Re: Filter operation to return two RDDs at once.

2015-06-03 Thread Jeff Zhang
As far as I know, spark don't support multiple outputs

On Wed, Jun 3, 2015 at 2:15 PM, ayan guha guha.a...@gmail.com wrote:

 Why do you need to do that if filter and content of the resulting rdd are
 exactly same? You may as well declare them as 1 RDD.
 On 3 Jun 2015 15:28, ÐΞ€ρ@Ҝ (๏̯͡๏) deepuj...@gmail.com wrote:

 I want to do this

 val qtSessionsWithQt = rawQtSession.filter(_._2.qualifiedTreatmentId
 != NULL_VALUE)

 val guidUidMapSessions = rawQtSession.filter(_._2.
 qualifiedTreatmentId == NULL_VALUE)

 This will run two different stages can this be done in one stage ?

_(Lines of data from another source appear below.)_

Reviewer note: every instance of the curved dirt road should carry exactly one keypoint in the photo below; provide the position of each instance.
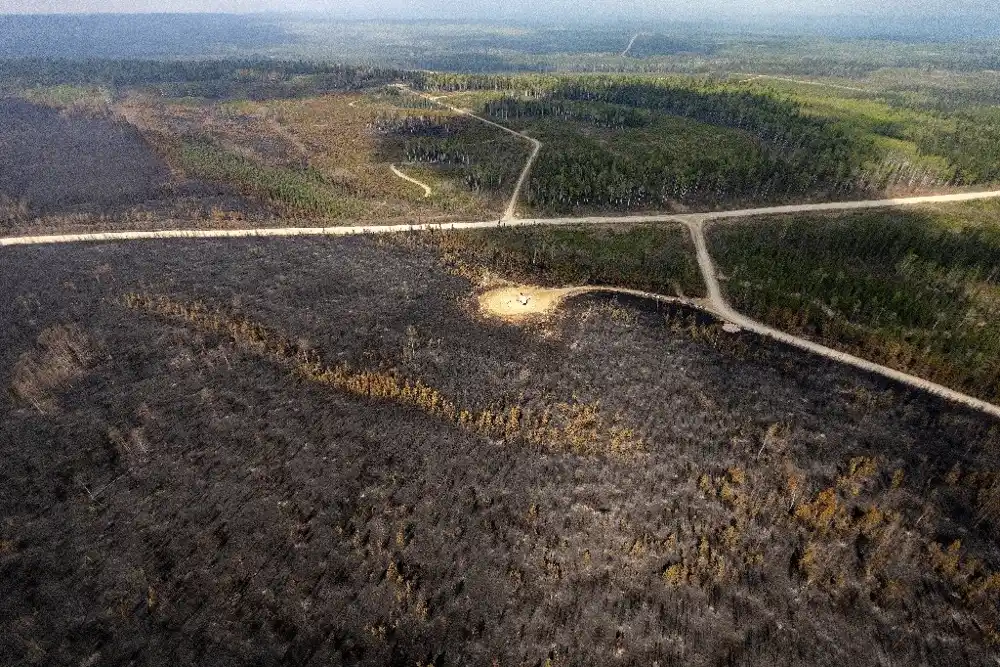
(719, 305)
(630, 45)
(755, 77)
(536, 147)
(427, 189)
(716, 301)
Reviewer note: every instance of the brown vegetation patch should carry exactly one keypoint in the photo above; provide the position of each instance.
(62, 356)
(580, 428)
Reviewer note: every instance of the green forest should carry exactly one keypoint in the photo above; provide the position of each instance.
(617, 142)
(918, 290)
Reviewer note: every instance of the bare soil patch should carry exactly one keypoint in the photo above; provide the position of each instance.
(516, 303)
(309, 451)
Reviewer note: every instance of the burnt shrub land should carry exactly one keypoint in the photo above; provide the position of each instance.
(318, 452)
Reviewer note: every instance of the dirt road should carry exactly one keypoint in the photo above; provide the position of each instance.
(427, 189)
(630, 45)
(536, 147)
(717, 303)
(487, 224)
(756, 77)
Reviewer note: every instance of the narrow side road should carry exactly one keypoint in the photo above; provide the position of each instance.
(630, 45)
(755, 77)
(717, 303)
(427, 189)
(536, 147)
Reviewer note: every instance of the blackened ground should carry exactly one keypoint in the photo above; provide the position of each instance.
(54, 161)
(180, 499)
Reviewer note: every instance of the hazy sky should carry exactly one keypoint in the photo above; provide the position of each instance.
(574, 9)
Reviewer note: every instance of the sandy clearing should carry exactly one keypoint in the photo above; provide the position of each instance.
(516, 303)
(520, 303)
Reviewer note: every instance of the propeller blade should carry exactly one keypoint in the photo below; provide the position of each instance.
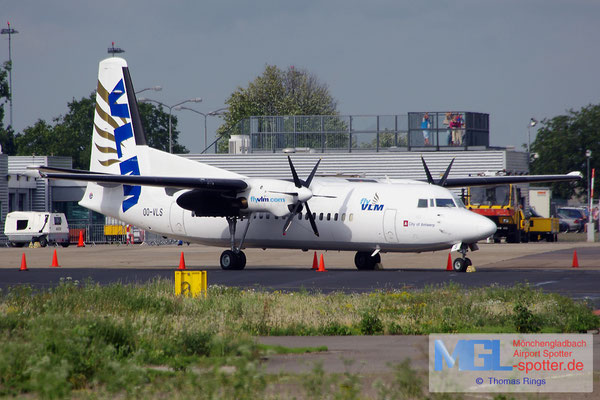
(312, 174)
(288, 222)
(429, 177)
(445, 176)
(312, 220)
(294, 174)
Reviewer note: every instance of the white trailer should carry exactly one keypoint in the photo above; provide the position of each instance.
(23, 227)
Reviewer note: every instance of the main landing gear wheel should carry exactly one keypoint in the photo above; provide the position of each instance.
(461, 264)
(231, 260)
(364, 261)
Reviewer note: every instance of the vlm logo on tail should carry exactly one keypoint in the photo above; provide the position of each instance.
(371, 205)
(120, 121)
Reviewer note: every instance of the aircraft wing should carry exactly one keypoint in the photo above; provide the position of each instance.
(212, 184)
(502, 180)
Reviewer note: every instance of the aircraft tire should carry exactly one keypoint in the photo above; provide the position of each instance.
(228, 260)
(365, 262)
(460, 265)
(241, 260)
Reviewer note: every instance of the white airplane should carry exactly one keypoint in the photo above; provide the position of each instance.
(195, 202)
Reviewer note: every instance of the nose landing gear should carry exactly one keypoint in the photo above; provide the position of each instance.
(234, 259)
(461, 264)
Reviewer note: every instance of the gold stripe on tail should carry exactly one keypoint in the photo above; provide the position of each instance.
(108, 163)
(106, 150)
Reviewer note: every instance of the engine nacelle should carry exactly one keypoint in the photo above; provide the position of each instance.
(270, 195)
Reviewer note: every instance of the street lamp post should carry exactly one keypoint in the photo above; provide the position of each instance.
(590, 223)
(9, 31)
(194, 100)
(532, 123)
(211, 113)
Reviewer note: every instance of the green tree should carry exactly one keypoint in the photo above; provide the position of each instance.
(561, 144)
(156, 125)
(70, 135)
(277, 92)
(7, 136)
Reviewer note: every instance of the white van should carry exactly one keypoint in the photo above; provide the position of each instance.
(23, 227)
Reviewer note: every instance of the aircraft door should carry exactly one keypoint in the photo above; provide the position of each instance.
(176, 219)
(389, 226)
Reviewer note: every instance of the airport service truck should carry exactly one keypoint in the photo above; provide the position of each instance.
(505, 205)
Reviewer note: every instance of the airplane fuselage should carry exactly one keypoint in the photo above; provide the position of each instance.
(358, 215)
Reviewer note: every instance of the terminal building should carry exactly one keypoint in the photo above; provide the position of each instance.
(376, 146)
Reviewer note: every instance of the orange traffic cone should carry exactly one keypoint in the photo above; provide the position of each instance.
(181, 261)
(80, 242)
(23, 264)
(575, 261)
(54, 260)
(321, 265)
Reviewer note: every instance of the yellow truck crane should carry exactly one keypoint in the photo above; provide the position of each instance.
(503, 204)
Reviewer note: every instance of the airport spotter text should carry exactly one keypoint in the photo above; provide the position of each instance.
(539, 353)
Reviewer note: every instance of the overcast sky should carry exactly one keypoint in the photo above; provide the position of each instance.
(513, 59)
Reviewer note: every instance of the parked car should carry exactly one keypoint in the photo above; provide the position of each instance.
(571, 218)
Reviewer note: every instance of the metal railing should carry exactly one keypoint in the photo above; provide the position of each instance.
(350, 133)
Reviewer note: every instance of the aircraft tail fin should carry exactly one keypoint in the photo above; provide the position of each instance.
(117, 124)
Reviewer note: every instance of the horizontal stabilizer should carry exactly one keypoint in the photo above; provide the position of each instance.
(216, 184)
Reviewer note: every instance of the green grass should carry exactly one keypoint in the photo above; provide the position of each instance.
(86, 340)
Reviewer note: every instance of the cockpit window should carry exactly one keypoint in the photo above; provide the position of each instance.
(458, 202)
(444, 203)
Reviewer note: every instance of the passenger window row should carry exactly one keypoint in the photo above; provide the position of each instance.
(320, 216)
(422, 203)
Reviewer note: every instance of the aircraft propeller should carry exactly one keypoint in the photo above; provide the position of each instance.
(303, 195)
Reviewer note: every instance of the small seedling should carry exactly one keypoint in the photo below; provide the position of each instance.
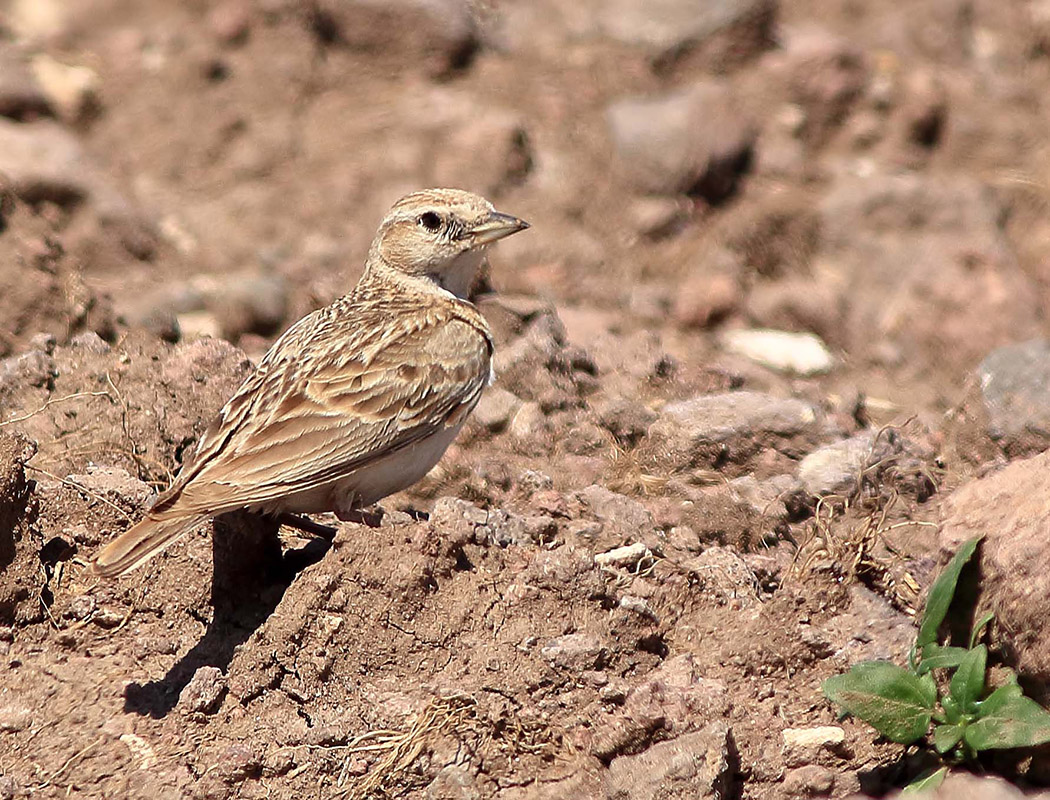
(901, 703)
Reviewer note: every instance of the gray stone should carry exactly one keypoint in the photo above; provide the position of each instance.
(1015, 387)
(15, 718)
(438, 35)
(21, 97)
(205, 691)
(718, 418)
(769, 499)
(725, 575)
(691, 141)
(453, 782)
(692, 766)
(826, 75)
(809, 781)
(1010, 510)
(836, 468)
(496, 408)
(616, 510)
(575, 652)
(113, 483)
(673, 699)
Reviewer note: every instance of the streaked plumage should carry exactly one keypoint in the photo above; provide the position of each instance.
(355, 401)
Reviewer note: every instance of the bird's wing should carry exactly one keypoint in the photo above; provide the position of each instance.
(321, 406)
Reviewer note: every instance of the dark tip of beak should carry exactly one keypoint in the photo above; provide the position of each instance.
(497, 226)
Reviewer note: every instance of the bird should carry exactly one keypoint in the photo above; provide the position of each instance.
(355, 401)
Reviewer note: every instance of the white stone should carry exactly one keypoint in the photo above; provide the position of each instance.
(785, 352)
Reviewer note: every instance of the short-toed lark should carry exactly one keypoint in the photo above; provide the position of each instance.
(355, 401)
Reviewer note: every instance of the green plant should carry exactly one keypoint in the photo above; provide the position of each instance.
(901, 703)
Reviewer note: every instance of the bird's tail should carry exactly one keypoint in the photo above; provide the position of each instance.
(140, 543)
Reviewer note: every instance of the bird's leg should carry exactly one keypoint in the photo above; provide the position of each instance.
(360, 516)
(308, 526)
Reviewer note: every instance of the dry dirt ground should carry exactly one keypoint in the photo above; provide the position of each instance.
(181, 181)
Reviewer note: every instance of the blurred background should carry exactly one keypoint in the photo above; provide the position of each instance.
(869, 172)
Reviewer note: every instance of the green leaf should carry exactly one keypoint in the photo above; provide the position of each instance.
(967, 683)
(994, 701)
(938, 657)
(1016, 722)
(942, 592)
(893, 700)
(928, 688)
(979, 628)
(945, 737)
(951, 711)
(926, 782)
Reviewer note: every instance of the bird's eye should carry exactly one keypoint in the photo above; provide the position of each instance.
(429, 220)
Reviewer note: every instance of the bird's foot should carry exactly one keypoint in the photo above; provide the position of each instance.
(372, 517)
(308, 526)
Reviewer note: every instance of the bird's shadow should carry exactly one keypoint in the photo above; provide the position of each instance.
(249, 579)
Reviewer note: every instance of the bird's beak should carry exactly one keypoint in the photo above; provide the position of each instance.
(496, 226)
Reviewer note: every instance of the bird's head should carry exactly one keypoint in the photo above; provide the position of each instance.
(441, 235)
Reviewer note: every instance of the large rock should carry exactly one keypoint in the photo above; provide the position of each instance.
(692, 766)
(21, 96)
(42, 161)
(1010, 509)
(694, 141)
(1014, 384)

 val (qtSessionsWithQt, guidUidMapSessions) = rawQtSession.
 *magicFilter*(_._2.qualifiedTreatmentId != NULL_VALUE)




 --
 Deepak




-- 
Best Regards

Jeff Zhang


Re: Filter operation to return two RDDs at once.

2015-06-03 Thread Jeff Zhang
I check the RDD#randSplit, it is much more like multiple one-to-one
transformation rather than a one-to-multiple transformation.

I write one sample code as following, it would generate 3 stages. Although
we can use cache here to make it better, If spark can support multiple
outputs, only 2 stages are needed. ( This would be useful for pig's
multiple query and hive's self join )


val data = 
sc.textFile(/Users/jzhang/a.log).flatMap(line=line.split(\\s)).map(w=(w,1))
val parts = data.randomSplit(Array(0.2,0.8))
val joinResult = parts(0).join(parts(1))
println(joinResult.toDebugString)


(1) MapPartitionsRDD[8] at join at WordCount.scala:22 []
 |  MapPartitionsRDD[7] at join at WordCount.scala:22 []
 |  CoGroupedRDD[6] at join at WordCount.scala:22 []
 +-(1) PartitionwiseSampledRDD[4] at randomSplit at WordCount.scala:21 []
 |  |  MapPartitionsRDD[3] at map at WordCount.scala:20 []
 |  |  MapPartitionsRDD[2] at flatMap at WordCount.scala:20 []
 |  |  /Users/jzhang/a.log MapPartitionsRDD[1] at textFile at
WordCount.scala:20 []
 |  |  /Users/jzhang/a.log HadoopRDD[0] at textFile at WordCount.scala:20 []
 +-(1) PartitionwiseSampledRDD[5] at randomSplit at WordCount.scala:21 []
|  MapPartitionsRDD[3] at map at WordCount.scala:20 []
|  MapPartitionsRDD[2] at flatMap at WordCount.scala:20 []
|  /Users/jzhang/a.log MapPartitionsRDD[1] at textFile at
WordCount.scala:20 []
|  /Users/jzhang/a.log HadoopRDD[0] at textFile at WordCount.scala:20 []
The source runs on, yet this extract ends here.